3.2.2 createDeviceLocked

InputDevice* InputReader::createDeviceLocked(int32_t deviceId, int32_t controllerNumber,
        const InputDeviceIdentifier& identifier, uint32_t classes) {
    //创建InputDevice对象
    InputDevice* device = new InputDevice(&mContext, deviceId, bumpGenerationLocked(),
            controllerNumber, identifier, classes);
    ...

    //获取键盘源类型
    uint32_t keyboardSource = 0;
    int32_t keyboardType = AINPUT_KEYBOARD_TYPE_NON_ALPHABETIC;
    if (classes & INPUT_DEVICE_CLASS_KEYBOARD) {
        keyboardSource |= AINPUT_SOURCE_KEYBOARD;
    }
    if (classes & INPUT_DEVICE_CLASS_ALPHAKEY) {
        keyboardType = AINPUT_KEYBOARD_TYPE_ALPHABETIC;
    }
    if (classes & INPUT_DEVICE_CLASS_DPAD) {
        keyboardSource |= AINPUT_SOURCE_DPAD;
    }
    if (classes & INPUT_DEVICE_CLASS_GAMEPAD) {
        keyboardSource |= AINPUT_SOURCE_GAMEPAD;
    }

    //添加键盘类设备InputMapper
    if (keyboardSource != 0) {
        device->addMapper(new KeyboardInputMapper(device, keyboardSource, keyboardType));
    }

    //添加鼠标类设备InputMapper
    if (classes & INPUT_DEVICE_CLASS_CURSOR) {
        device->addMapper(new CursorInputMapper(device));
    }

    //添加触摸屏设备InputMapper
    if (classes & INPUT_DEVICE_CLASS_TOUCH_MT) {
        device->addMapper(new MultiTouchInputMapper(device));
    } else if (classes & INPUT_DEVICE_CLASS_TOUCH) {
        device->addMapper(new SingleTouchInputMapper(device));
    }
    ...
    return device;
}

该方法主要功能:

  • 创建InputDevice对象,将InputReader的mContext赋给InputDevice对象所对应的变量
  • 根据设备类型来创建并添加相对应的InputMapper,同时设置mContext.

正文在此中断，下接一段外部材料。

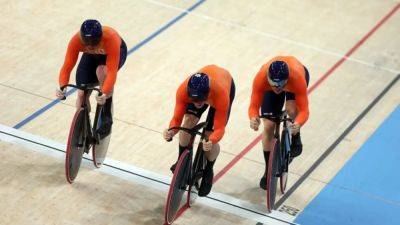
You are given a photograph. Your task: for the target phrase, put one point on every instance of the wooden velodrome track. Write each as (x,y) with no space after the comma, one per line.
(350,48)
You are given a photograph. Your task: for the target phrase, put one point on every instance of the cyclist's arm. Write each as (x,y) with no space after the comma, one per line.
(70,60)
(220,119)
(180,107)
(113,55)
(302,107)
(257,94)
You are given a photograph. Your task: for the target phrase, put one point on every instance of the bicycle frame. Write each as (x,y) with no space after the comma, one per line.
(88,130)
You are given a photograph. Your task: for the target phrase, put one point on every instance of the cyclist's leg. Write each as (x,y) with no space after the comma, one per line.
(85,75)
(190,119)
(290,105)
(101,72)
(212,155)
(271,107)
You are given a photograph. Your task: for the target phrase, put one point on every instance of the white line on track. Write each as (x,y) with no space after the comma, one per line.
(145,177)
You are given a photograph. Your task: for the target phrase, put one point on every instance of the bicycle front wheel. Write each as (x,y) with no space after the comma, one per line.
(75,146)
(175,203)
(272,176)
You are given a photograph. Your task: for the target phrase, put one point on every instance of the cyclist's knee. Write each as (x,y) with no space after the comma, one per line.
(101,73)
(190,121)
(291,108)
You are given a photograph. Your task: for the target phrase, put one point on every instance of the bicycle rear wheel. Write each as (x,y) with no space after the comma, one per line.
(285,148)
(199,164)
(75,146)
(99,151)
(175,205)
(272,176)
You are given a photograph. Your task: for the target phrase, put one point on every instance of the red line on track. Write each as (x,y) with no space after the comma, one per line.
(311,89)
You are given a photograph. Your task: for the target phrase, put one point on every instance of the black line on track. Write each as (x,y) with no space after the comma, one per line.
(152,179)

input设备类型有很多种,以上代码只列举部分常见的设备以及相应的InputMapper:

  • 键盘类设备:KeyboardInputMapper
  • 触摸屏设备:MultiTouchInputMapper或SingleTouchInputMapper
  • 鼠标类设备:CursorInputMapper

介绍完设备增加过程,继续回到[小节3.1]除了设备的增删,更常见事件便是数据事件,那么接下来介绍数据事件的 处理过程。

3.3 事件处理

3.3.1 processEventsForDeviceLocked

void InputReader::processEventsForDeviceLocked(int32_t deviceId,
        const RawEvent* rawEvents, size_t count) {
    ssize_t deviceIndex = mDevices.indexOfKey(deviceId);
    ...

    InputDevice* device = mDevices.valueAt(deviceIndex);
    if (device->isIgnored()) {
        return; //可忽略则直接返回
    }
    //【见小节3.3.2】
    device->process(rawEvents, count);
}

3.3.2 InputDevice.process

void InputDevice::process(const RawEvent* rawEvents, size_t count) {
    size_t numMappers = mMappers.size();
    for (const RawEvent* rawEvent = rawEvents; count--; rawEvent++) {
        if (mDropUntilNextSync) {
            if (rawEvent->type == EV_SYN && rawEvent->code == SYN_REPORT) {
                mDropUntilNextSync = false;
            }
        } else if (rawEvent->type == EV_SYN && rawEvent->code == SYN_DROPPED) {
            mDropUntilNextSync = true;
            reset(rawEvent->when);
        } else {
            for (size_t i = 0; i < numMappers; i++) {
                InputMapper* mapper = mMappers[i];
                //调用具体mapper来处理【见小节3.4】
                mapper->process(rawEvent);
            }
        }
    }
}

小节[3.2]createDeviceLocked创建设备并添加InputMapper,提到会有多种InputMapper。 这里以KeyboardInputMapper(按键事件)为例来展开说明

3.4 按键事件处理

3.4.1 KeyboardInputMapper.process

[-> InputReader.cpp ::KeyboardInputMapper]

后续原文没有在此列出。